Brazilian financial institution Banco Sofisa has teamed up with UK-based financial software company Finastra to implement the latter’s market and credit risk solution, Vector Risk.

After establishing a derivatives desk last year, Banco Sofisa decided to rapidly deploy a risk management solution to support its new product strategy.

The bank consulted Finastra believing that a cloud-based tool would enable speed to market and scalability, and has selected its Vector Risk, which can be implemented within 30 days.

Hosted on Microsoft Azure, and delivered through Finastra’s FusionFabric.cloud, Vector Risk helps the bank to control the risk of new products with no impact on IT resources.

Finastra Americas treasury and risk management solution consultant Francisco Neto said: “Vector Risk’s solution on FusionFabric.cloud enables Banco Sofisa to better compete with the larger banks in Brazil, offering the tools it needs to analyze risk.
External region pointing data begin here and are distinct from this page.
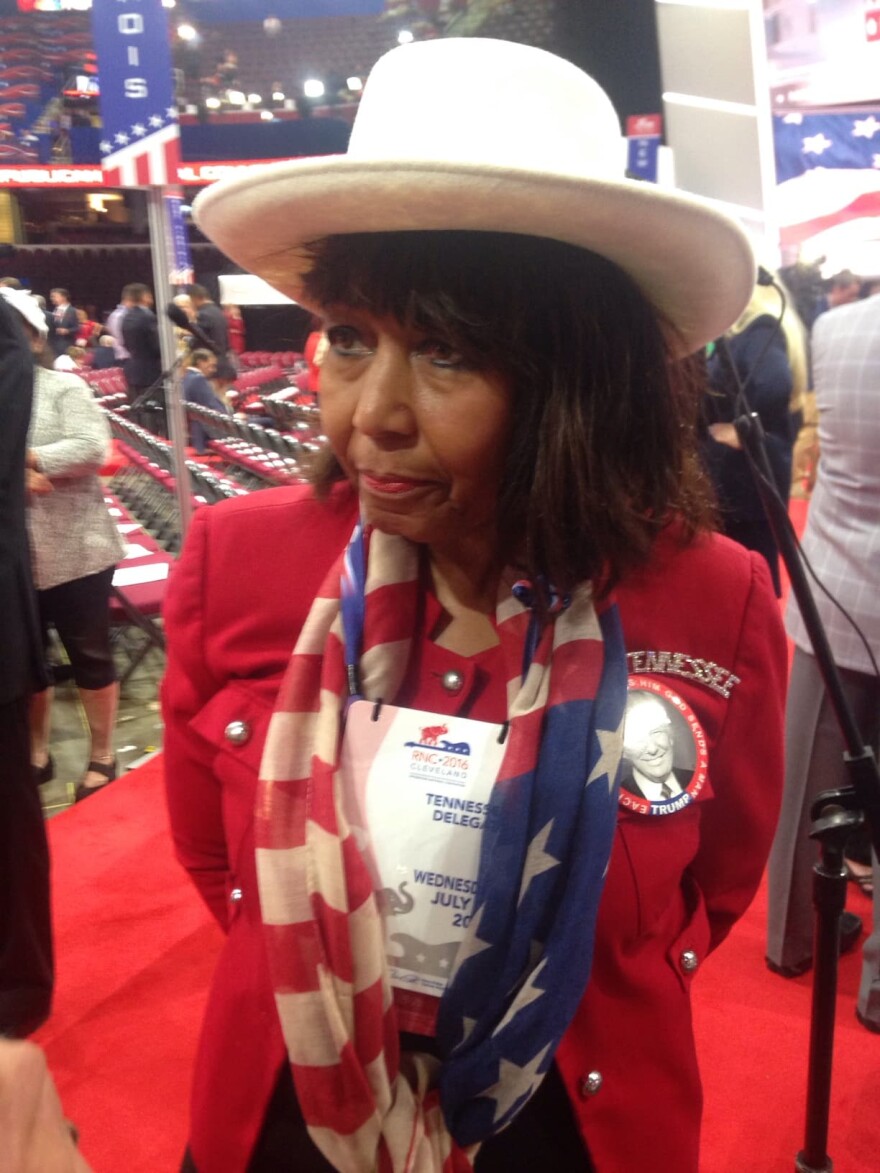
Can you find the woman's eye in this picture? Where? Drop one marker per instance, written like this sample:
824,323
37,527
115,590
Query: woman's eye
346,341
441,353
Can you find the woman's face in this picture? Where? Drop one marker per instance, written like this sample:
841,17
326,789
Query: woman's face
420,432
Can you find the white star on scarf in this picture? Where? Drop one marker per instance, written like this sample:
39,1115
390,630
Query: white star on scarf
537,860
609,743
525,997
513,1083
814,144
865,128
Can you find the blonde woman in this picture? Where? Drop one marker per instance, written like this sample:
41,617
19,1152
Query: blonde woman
771,365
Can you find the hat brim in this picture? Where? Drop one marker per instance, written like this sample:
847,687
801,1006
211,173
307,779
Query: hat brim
692,263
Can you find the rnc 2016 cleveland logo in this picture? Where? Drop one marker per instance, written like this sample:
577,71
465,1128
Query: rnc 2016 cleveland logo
434,757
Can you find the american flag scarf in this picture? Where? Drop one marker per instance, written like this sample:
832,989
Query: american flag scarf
523,965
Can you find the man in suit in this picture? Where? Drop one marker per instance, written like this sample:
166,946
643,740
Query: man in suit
649,748
143,366
26,961
63,323
197,390
212,321
843,543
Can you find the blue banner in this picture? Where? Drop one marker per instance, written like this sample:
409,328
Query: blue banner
178,251
139,144
642,156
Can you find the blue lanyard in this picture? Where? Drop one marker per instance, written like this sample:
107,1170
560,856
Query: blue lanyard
352,591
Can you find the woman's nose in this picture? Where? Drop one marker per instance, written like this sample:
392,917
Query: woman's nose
384,402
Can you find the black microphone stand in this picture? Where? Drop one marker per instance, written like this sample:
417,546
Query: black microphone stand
836,814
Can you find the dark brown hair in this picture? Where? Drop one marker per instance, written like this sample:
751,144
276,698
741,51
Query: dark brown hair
603,445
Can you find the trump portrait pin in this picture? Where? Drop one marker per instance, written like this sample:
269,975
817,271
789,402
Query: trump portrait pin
664,750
We look forward to watching the bank grow as it executes its new product strategy.”

Vector Risk’s modules provide easy connectivity with the financial institutions’ internal data and automates the manual processes that consume time and resources.

Banco Sofisa will use the SaaS solution to automate Value at Risk (VaR), Potential Future Exposure (PFE), and Credit Valuation Adjustment (CVA).
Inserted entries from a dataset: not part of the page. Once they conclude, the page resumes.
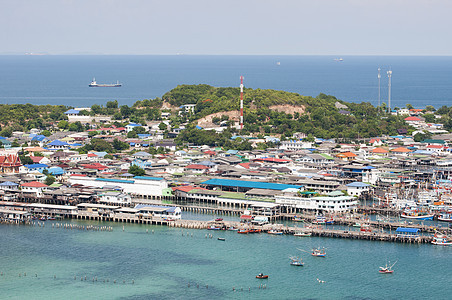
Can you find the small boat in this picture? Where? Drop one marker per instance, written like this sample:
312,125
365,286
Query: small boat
302,234
213,227
261,276
318,252
297,219
387,269
445,217
442,240
296,261
366,228
275,232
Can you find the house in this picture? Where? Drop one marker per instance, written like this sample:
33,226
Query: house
347,156
115,198
357,188
9,163
58,145
34,187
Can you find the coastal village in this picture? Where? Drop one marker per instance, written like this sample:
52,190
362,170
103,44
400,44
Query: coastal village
154,180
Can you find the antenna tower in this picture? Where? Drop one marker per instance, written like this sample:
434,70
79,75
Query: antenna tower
389,90
241,102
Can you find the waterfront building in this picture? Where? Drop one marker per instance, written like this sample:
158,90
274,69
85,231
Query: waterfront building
336,204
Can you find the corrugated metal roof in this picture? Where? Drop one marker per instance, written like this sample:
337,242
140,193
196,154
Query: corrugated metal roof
250,184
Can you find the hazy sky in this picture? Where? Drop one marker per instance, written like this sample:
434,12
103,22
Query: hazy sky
336,27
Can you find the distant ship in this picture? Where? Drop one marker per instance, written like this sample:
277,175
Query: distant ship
95,84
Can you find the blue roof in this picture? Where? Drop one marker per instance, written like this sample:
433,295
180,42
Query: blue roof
250,184
72,111
57,143
407,230
36,166
147,178
358,184
115,180
168,208
56,171
8,183
38,138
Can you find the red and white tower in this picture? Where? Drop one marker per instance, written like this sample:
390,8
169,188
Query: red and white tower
241,102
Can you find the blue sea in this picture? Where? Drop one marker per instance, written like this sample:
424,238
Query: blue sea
157,262
418,80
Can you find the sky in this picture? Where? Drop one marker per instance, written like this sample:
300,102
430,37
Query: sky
226,27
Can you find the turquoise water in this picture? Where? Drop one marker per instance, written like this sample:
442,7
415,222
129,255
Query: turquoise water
162,263
64,79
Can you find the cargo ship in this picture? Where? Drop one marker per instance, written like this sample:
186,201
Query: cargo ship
95,84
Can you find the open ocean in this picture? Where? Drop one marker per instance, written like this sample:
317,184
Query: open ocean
174,263
418,80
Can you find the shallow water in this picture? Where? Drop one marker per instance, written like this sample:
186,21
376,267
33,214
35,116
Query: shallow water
162,265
Also, the bank is enabled to rapidly launch additional modules within a day.

It had the opportunity to select the right modules for its business and ensure operational readiness by testing the solution in production, said Banco Sofisa.

Banco Sofisa treasurer Renato Perroni said: “As we continue to build on the success of Sofisa, Finastra is the ideal partner to help connect us with the right solutions for our business.

“By implementing Vector Risk, we have the scalability and efficiencies we need to control the risk of our growth strategy with no impact on our existing IT infrastructure.”

Last week, Snapdocs has announced a new integration with Finastra’s Mortgagebot loan origination system (LOS) to support Trustmark’s eClose transformation.